None of the above has anything to do with the Dharma. The experience of positive mental factors has nothing to do with “feeling good.” “Feeling good” generally refers to an absence of worry about negative phenomena, such as illness, aging, and death— everything that goes along with the three kinds of suffering.
To recap, the three kinds of suffering are suffering of suffering, suffering of change, and the suffering of compounded phenomena.
There is a legendary story of someone asking the 16th Karmapa why they didn’t feel better after practicing Buddhism for many years. His reply, apparently was, “Why did you expect samsara to get better?”
Samsara does not get better, ever, anywhere, at any time, for anyone, at all, no exceptions.

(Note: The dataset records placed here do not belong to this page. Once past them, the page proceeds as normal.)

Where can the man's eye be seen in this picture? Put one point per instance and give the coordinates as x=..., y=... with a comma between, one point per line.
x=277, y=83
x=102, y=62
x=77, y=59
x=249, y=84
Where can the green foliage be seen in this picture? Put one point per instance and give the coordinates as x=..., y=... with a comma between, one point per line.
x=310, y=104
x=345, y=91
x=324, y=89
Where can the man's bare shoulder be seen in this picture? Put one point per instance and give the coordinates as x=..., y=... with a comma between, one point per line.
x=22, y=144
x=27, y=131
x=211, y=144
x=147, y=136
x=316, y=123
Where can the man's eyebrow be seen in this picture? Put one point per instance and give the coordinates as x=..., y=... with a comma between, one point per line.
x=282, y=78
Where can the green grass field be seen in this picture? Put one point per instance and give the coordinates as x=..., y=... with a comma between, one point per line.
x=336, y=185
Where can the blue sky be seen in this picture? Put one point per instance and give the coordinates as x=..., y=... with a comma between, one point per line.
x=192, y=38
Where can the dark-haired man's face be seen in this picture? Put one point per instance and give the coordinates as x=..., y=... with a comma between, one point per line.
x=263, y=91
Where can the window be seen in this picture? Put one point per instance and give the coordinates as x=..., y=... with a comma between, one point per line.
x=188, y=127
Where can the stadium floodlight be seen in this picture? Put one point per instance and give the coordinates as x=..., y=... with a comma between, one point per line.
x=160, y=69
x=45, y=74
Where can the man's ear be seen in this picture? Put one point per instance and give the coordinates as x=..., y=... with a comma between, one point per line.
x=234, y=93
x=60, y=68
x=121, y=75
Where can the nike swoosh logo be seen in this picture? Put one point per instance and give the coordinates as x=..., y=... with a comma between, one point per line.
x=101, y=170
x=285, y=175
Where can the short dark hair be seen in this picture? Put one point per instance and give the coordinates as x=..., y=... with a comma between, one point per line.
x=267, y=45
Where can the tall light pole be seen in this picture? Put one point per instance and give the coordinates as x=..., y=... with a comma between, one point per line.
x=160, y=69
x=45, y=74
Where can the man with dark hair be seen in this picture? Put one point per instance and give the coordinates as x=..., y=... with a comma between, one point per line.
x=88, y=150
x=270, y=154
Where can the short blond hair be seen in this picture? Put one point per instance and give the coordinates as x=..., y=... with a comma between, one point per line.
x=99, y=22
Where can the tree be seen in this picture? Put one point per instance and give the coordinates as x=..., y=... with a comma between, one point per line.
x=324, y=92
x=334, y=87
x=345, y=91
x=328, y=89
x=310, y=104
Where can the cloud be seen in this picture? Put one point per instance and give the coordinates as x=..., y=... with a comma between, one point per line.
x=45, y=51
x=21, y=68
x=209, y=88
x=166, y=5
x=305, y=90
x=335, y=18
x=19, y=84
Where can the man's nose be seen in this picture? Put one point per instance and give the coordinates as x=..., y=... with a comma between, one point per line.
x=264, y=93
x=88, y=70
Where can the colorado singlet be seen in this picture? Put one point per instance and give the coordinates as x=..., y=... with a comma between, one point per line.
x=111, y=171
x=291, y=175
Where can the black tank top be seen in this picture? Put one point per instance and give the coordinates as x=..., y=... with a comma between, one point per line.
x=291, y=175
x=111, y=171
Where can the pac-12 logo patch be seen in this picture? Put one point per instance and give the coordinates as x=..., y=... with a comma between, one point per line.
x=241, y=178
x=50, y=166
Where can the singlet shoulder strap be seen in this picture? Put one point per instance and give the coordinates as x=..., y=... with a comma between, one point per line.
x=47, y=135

Does this mean we must feel miserable? No, only when we feel miserable do we to feel miserable. In fact, knowing that samsara will never feel better should make us happy, for therein lay the seeds of the desire to escape.
From these seeds, we can begin to cultivate the limbs of the path. Path dharmas, such as faith (śraddha), effort, mindfulness, samadhi, and wisdom, while not making us feel better, give us the relief of knowing that we are doing something concrete to address the existential question all Buddhists should realize as essential—how to be free from afflictive birth.
So the next time you feel like life sucks, and it will never get better, cheer up, because it is true, it won’t. But that does not mean you cannot do anything about it. You can. You can hear the Dharma, reflect on the Dharma, and cultivate the Dharma through personal discipline, authentic contemplation practice, and wisdom.